Personal information
- Born: 3 August 1951 (age 74)

Playing information
- Position: Five-eighth
Club
| Years | Team | Pld | T | G | FG | P |
|  | Easts (Brisbane) |  |  |  |  |  |
|  | Brothers (Brisbane) |  |  |  |  |  |
|  | Total | 0 | 0 | 0 | 0 | 0 |
Representative
| Years | Team | Pld | T | G | FG | P |
| 1982 | Queensland | 1 | 0 | 0 | 0 | 0 |
- Source:

= Greg Holben =

Australian rugby league player

Greg Holben is an Australian former professional rugby league footballer who played in the 1970s and 1980s. A Queensland State of Origin representative utility back, he played his in the Brisbane Rugby League for the Eastern Suburbs (winning the 1977 and 1978 grand finals with them) and Brothers clubs.

==Playing career==
An Eastern Suburbs junior, Holben was also a goal-kicker. He played for the first grade side that reached the 1976 Brisbane Rugby League season's grand final but lost to Western Suburbs. Holebn was in the Easts team that won the 1977 Brisbane Rugby League season's Grand Final, kicking four goals. He scored the dramatic last-minute try to win the 1978 Brisbane Rugby League season's Grand Final for Easts.
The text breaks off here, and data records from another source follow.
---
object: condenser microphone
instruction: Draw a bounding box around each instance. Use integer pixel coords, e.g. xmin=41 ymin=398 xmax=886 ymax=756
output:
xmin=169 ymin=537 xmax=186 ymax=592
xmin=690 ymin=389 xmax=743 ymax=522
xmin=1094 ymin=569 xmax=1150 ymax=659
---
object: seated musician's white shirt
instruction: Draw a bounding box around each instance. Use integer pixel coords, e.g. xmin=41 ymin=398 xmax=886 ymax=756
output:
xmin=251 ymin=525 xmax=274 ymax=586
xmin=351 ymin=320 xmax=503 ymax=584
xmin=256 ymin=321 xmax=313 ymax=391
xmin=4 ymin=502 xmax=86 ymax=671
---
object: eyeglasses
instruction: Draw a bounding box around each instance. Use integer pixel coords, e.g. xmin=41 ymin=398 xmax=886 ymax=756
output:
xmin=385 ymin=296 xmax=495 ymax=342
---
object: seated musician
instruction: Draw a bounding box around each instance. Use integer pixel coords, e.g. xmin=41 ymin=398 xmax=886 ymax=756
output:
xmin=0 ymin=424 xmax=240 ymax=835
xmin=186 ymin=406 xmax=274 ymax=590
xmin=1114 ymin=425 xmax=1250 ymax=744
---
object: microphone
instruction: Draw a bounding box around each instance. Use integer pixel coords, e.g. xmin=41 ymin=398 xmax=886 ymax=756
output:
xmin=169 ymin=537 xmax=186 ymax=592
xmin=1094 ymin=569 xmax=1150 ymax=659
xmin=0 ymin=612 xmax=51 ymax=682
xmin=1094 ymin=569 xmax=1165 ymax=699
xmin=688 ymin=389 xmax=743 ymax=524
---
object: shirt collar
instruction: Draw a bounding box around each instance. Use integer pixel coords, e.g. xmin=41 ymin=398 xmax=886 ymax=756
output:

Holben was selected for Queensland as a reserve in Game II of the 1982 State of Origin series. During the 1982 New Zealand rugby league tour of Australia and Papua New Guinea Holben was selected to play for Queensland against the Kiwis in Brisbane.

==Post-playing==
Holben took up coaching after retiring from the playing field and later became the Chairman of Selectors at the Eastern Suburbs Tigers, a position he held for several years.

The Easts Tigers club celebrated its 75th birthday reunion by naming an all-star 25 at an "outstanding" dinner in 2008, which included Holben.